In my previous post, I talked about my experience and observations when my group and I, in my environmental science class, went searching for squirrels. The squirrel search wasn’t very successful because we didn’t find any squirrels on WCC Campus. No findings of a single squirrel led us to conclude that the time of day we went searching wasn’t appropriate. Now I am a one-man team and I will be searching on my own. This time I’m not searching through WCC Campus, I’m taking this search to my neighborhood. Different times of day: in the evening and in the morning, and a completely different strategy. I will be riding my bike through my neighborhood while searching for squirrels.

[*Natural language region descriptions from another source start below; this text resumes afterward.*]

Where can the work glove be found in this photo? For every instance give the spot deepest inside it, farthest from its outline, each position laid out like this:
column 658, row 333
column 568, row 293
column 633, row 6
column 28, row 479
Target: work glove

After researching and finding out the cause for my group not finding any squirrels, I decided to go squirrel searching one last time. The time of day we went searching, the afternoon, wasn’t the appropriate time to search for squirrels. Squirrels come out at two times of day, the morning, and the evening. I decided to go searching during both the morning and the evening; however, this time I didn’t search on WCC Campus. I searched through my neighborhood to find a squirrel, or maybe even several squirrels.
On the first day, June 24 2014, I went bike riding for around an hour looking for a squirrel. The weather was cloudy with a temperature of seventy-two degrees Fahrenheit. There are lots of trees in my neighborhood, mostly oak trees, but also pine trees. I found many chewed up pinecones once again, but unfortunately no squirrels findings. Where could the squirrels have gone?
On my last day of searching, June 25, 2014, I went bike riding once again. This time the weather was a temperature of seventy-two degrees Fahrenheit. As I was riding on the sidewalk, I noticed something at the corner of my eye. It appeared to be a rabbit, but as I slowly approached it, I found a squirrel. It was a fox squirrel nibbling on an acorn, and I quickly snapped a photo of it. As the squirrel ran away, I followed it to where it lived. The squirrel lived in an oak tree, where it had a nest, and lots of pinecones and acorns to eat.
Fortunately, I did find a squirrel this time and I was extremely happy about my finding. This search was a successful one, but there really isn’t a secret to finding a squirrel. They mostly come out in the morning, but a squirrel can also be found in the evening. From my experience, it is difficult to find a squirrel in the afternoon because they aren’t very active. Changing my strategy in this search was very effective because I changed the times of day I went searching, in the morning and the evening. Also, changing the location from WCC Campus to my neighborhood was also a reason that this search was successful because there are so many people at campus, and they scare the squirrels.
Elbroch, Mark, and Kurt Rinehart. Behavior of North American Mammals. Boston: Houghton Mifflin Harcourt, 2011. Print.